GA is a fellowship of people who share their experiences

The Recovery and Unity Steps

The Gamblers Anonymous Recovery Program is the foundation upon which those in the Fellowship are able to rebuild their lives. The Recovery Program is outlined in 12 steps and is a plan for a better way of living. For compulsive gamblers to be fully productive members of society, they must completely abstain from gambling. By practicing the 12 Steps of Recovery, the individual is freed to fulfill his or her potential. This program also enables Gamblers Anonymous members to lead ethical lives and attain self-respect. Some of the 12 steps deal with the admission of powerlessness and/or wrongdoing. Other steps ask members to take the actions necessary to rebuild their lives. A third group of steps is spiritual in nature and is concerned with a power greater than the individual. Each step is open to individual interpretation. Because the Recovery Program is designed to be adapted to personal needs, many different interpretations of the step have arisen over the years.

The commentary that follows is a basic overview of many different interpretations of the 12 Steps of Recovery and can be considered as a starting point for more detailed discussion. The 12 Step Program is fundamentally based on ancient spiritual principles and rooted in sound medical therapy. The best recommendation for the program is the fact that “it works.” Gamblers Anonymous does not solicit members. Our intention is to highlight that gambling for certain individuals is an illness called “compulsive gambling.” Gamblers Anonymous provides the message that there is an alternative to the destruction of compulsive gambling and this alternative is the Gamblers Anonymous program.

Our ranks are filled with members who have recovered from the illness by stopping gambling and attaining a normal way of life. These members remain ready to help any individual who passes through the Gamblers Anonymous door.

In order to provide additional insight into and understanding of these twelve steps for your personal recovery, you are invited to attend any one of six meetings in the Greater Las Vegas area that are dedicated to the continuous study of these twelve steps. At these meetings, the steps are studied, one at a time. The cycle lasts twelve weeks and then it is repeated.

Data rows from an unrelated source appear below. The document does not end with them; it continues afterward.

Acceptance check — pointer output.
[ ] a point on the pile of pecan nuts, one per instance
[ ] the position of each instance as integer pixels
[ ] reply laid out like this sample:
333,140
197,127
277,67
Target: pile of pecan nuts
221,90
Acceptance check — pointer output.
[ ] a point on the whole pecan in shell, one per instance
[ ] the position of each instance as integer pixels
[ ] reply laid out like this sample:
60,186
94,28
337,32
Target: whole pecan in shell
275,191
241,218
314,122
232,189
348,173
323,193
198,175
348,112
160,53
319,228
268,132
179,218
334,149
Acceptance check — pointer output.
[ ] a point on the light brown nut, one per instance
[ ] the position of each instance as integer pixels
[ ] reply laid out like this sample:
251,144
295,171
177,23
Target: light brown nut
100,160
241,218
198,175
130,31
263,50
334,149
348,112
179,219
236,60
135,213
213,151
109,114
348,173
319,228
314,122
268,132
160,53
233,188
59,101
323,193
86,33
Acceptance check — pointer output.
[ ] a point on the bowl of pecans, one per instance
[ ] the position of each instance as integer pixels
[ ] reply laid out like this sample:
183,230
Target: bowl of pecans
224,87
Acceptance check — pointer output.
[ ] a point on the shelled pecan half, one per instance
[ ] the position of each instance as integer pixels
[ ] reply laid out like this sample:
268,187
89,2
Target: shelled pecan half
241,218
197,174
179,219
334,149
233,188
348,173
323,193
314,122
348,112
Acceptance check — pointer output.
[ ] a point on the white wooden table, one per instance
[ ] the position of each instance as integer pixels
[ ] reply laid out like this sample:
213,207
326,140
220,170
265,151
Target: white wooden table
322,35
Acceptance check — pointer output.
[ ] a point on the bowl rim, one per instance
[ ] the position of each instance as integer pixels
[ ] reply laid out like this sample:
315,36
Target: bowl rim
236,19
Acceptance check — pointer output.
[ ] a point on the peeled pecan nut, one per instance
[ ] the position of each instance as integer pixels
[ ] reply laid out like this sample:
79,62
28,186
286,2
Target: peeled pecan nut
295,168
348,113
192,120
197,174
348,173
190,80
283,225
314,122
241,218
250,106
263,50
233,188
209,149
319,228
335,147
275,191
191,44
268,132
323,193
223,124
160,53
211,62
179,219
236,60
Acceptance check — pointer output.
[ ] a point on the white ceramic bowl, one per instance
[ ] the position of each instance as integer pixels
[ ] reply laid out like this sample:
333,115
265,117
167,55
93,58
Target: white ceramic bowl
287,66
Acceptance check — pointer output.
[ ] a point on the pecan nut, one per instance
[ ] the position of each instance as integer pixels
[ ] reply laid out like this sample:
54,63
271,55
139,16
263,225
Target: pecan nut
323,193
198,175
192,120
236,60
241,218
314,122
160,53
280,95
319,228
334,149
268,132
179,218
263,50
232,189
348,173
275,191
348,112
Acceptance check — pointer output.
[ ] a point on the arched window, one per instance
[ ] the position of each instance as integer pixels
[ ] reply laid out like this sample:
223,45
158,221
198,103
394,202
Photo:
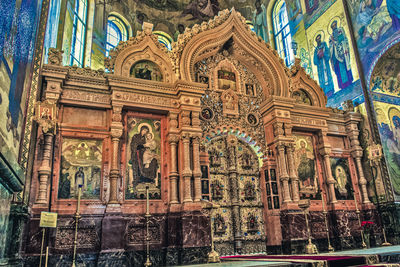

Many members have found these meetings very helpful in supporting their recovery.

You can a more detailed explanation for each RECOVERY STEP and each UNITY STEP.

Here are the steps which are a program of recovery:

THE RECOVERY STEPS

Here are the steps which are a program of recovery:

 

  1. We admitted we were powerless over gambling – that our lives had become unmanageable.
  2. Came to believe that a Power greater than ourselves could restore us to a normal way of thinking and living.
  3. Made a decision to turn our will and our lives over to the care of this Power of our own understanding.
  4. Made a searching and fearless moral and financial inventory of ourselves.
  5. Admitted to ourselves and to another human being the exact nature of our wrongs.
  6. Were entirely ready to have these defects of character removed.
  7. Humbly asked God (of our understanding) to remove our shortcomings.
  8. Made a list of all persons we had harmed and became willing to make amends to them all.
  9. Make direct amends to such people wherever possible, except when to do so would injure them or others.
  10. Continued to take personal inventory and when we were wrong, promptly admitted it.
  11. Sought through prayer and meditation to improve our conscious contact with God as we understood Him, praying only for knowledge of His will for us and the power to carry that out.
  12. Having made an effort to practice these principles in all our affairs, we tried to carry this message to other compulsive gamblers.
THE UNITY STEPS

In order to maintain unity our experience has shown that:

 

  1. Our common welfare should come first; personal recovery depends upon group unity.
  2. Our leaders are but trusted servants; they do not govern.
  3. The only requirement for Gamblers Anonymous membership is a desire to stop gambling.
  4. Each group should be self-governing except in matters affecting other groups or Gamblers Anonymous as a whole.
  5. Gamblers Anonymous has but one primary purpose – to carry its message to the compulsive gambler who still suffers.
  6. Gamblers Anonymous ought never endorse, finance or lend the Gamblers Anonymous name to any related facility or outside enterprise, lest problems of money, property and prestige divert us from our primary purpose.
  7. Every Gamblers Anonymous Group ought to be fully self-supporting, declining outside contributions.
  8. Gamblers Anonymous should remain forever non-professional, but our service centers may employ special workers.
  9. Gamblers Anonymous, as such, ought never be organized; but we may create service boards or committees directly responsible to those they serve.
  10. Gamblers Anonymous has no opinion on outside issues; hence the Gamblers Anonymous name ought never be drawn into public controversy.
  11. Our public relations policy is based on attraction rather than promotion; we need always maintain personal anonymity at the level of press, radio, films, television and Internet.
  12. Anonymity is the spiritual foundation of the Gamblers Anonymous program, ever reminding us to place principles before personalities.